Damals ermittelte man gegen den Journalisten Golunow wegen Drogen, einfach um ihn vor Gericht zu bringen. Der Fall verursachte eine große öffentliche Resonanz, was Erfolg brachte. Die Anklage wurde dann fallen gelassen und mehrere Polizeibeamte hohen Ranges wurden sogar abgesägt. (...) Die Fälle sind natürlich sehr unterschiedlich. Dass dies aber so regelmäßig geschieht, kann ein Symbol für den wachsenden Druck der Behörden auf Medienmitarbeiter und ein Versuch der Einschüchterung von Reportern in Russland sein.»


«La Repubblica»: Bolsonaro zahlt den Preis

ROM: Zur Coronavirus-Infektion von Brasiliens Präsident Jair Bolsonaro schreibt die italienische Zeitung «La Repubblica» am Mittwoch:

«Es dauerte fast fünf Monate, 132 Tage der Gegensätze und Kontroversen, der trivialen Bewertungen, Leugnungen und der Realitätsverweigerung. Der entlassenen Minister und Wissenschaftler, die in die Enge getrieben wurden. Der Versammlungen auf großen Plätzen, der Kundgebungen, der Szenen zu Pferd, auf einem Jetski, der Feste und Gelächter. Der Hetze in sozialen Medien. Mit nur einem Ziel: Covid-19 herunterzuspielen, die Verwendung von Masken und Sicherheitsabstand zu verhindern, den 210 Millionen Brasilianern zu verkünden, dass das Monster, das die Welt angegriffen hat, eine große Falle im weltweiten Wirtschaftskrieg ist. Eine kleine Grippe. Dem ist nicht so. Der brasilianische Präsident Jair Bolsonaro bezahlt nun für die Leichtigkeit, mit der er der Pandemie des Jahrhunderts persönlich begegnet ist.»
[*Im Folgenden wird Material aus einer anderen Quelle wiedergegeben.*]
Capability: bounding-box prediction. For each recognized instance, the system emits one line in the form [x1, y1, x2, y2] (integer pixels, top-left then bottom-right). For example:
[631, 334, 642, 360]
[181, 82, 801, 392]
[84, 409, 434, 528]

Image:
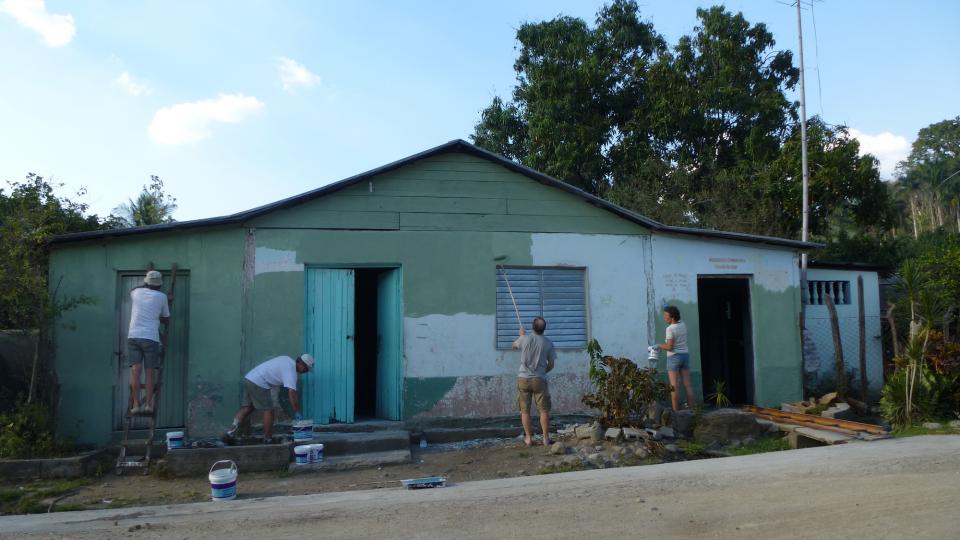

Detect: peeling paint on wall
[411, 373, 591, 417]
[254, 247, 303, 275]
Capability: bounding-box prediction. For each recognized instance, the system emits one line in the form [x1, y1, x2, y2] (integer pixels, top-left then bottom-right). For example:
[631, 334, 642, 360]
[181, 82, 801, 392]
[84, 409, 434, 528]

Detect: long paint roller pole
[493, 255, 523, 328]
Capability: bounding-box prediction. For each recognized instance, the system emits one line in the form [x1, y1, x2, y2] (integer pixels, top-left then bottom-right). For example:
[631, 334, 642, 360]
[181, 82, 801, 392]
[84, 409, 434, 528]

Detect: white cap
[143, 270, 163, 287]
[299, 353, 314, 369]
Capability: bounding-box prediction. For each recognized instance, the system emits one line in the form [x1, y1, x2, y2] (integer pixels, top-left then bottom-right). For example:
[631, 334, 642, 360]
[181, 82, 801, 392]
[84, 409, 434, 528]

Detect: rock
[757, 418, 780, 433]
[693, 409, 764, 443]
[780, 402, 807, 414]
[573, 422, 603, 441]
[603, 428, 623, 441]
[820, 403, 856, 420]
[670, 410, 693, 437]
[647, 402, 663, 424]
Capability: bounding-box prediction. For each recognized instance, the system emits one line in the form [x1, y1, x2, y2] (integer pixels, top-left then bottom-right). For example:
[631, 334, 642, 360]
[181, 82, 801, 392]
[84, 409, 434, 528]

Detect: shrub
[0, 401, 71, 459]
[582, 339, 672, 427]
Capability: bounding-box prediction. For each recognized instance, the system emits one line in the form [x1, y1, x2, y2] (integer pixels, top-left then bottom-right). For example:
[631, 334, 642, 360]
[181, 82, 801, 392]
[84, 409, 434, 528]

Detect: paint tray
[400, 476, 447, 489]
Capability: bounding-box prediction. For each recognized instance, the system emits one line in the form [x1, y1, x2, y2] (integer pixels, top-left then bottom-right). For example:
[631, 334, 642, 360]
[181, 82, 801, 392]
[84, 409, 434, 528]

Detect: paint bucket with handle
[207, 459, 240, 501]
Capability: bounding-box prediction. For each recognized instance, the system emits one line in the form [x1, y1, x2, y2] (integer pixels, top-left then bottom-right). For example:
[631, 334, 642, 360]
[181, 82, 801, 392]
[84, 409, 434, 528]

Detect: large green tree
[473, 0, 889, 236]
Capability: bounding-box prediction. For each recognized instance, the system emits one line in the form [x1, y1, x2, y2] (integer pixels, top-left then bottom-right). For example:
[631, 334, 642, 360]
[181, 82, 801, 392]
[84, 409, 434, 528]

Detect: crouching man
[224, 353, 314, 443]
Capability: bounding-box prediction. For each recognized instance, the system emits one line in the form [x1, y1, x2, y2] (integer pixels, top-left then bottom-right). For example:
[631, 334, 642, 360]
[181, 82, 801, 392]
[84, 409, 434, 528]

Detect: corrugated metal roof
[51, 139, 823, 250]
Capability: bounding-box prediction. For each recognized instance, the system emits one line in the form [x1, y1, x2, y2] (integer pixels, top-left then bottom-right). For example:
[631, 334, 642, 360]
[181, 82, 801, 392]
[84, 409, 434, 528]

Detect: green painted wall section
[656, 279, 803, 407]
[247, 154, 648, 234]
[50, 229, 243, 444]
[403, 377, 457, 419]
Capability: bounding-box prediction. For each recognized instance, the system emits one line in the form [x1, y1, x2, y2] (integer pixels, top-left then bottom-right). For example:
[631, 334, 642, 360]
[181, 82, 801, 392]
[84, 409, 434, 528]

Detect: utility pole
[797, 0, 810, 384]
[797, 0, 810, 298]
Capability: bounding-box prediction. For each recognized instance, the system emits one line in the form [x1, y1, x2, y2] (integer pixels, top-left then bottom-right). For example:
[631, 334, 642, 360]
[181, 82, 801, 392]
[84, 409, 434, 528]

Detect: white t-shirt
[667, 321, 690, 356]
[247, 356, 297, 390]
[127, 287, 170, 343]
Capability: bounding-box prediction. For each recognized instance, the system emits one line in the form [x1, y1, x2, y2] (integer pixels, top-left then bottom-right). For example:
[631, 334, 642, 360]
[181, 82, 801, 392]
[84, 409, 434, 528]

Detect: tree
[115, 175, 177, 227]
[895, 116, 960, 235]
[0, 173, 104, 402]
[473, 0, 890, 237]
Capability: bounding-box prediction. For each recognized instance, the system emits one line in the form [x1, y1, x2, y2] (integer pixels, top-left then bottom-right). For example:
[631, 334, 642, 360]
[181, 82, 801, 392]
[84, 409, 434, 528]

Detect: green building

«Tages-Anzeiger»: Vermittlerrolle reicht Erdogan nicht

ZÜRICH: Zur Rolle der Türkei im Libyen-Konflikt heißt es am Mittwoch im Zürcher «Tages-Anzeiger»:

«Mit der Rolle einer Mittelmacht als Gelenk zweier Kontinente gibt sich dieser Präsident nicht zufrieden. Die mit dem Ende des Kalten Kriegs erwachsene Vermittlerrolle zwischen Europa, Nahost, dem Kaukasus und Zentralasien reicht nicht: Erdogan wird nachgesagt, dass er die Türkei im Kreis der islamischen Staaten in der Vormachtrolle des früheren Osmanen-Reichs sehe. Das klingt nach «Make Turkey great again». Dazu passt, dass Ankara sich im weit entfernten Bürgerkriegsland Libyen festsetzt, mit der Pro-forma-Regierung ein Abkommen schließt und deren Krieg fortsetzen will. Aber in fernen Ländern Krieg zu führen, ist keine Frage allein von Chuzpe und Sendungsbewusstsein, sondern auch von Infrastruktur, Truppen und vor allem von funktionierenden Nachschublinien quer über das Mittelmeer. Am Letzteren mangelt es der Türkei.»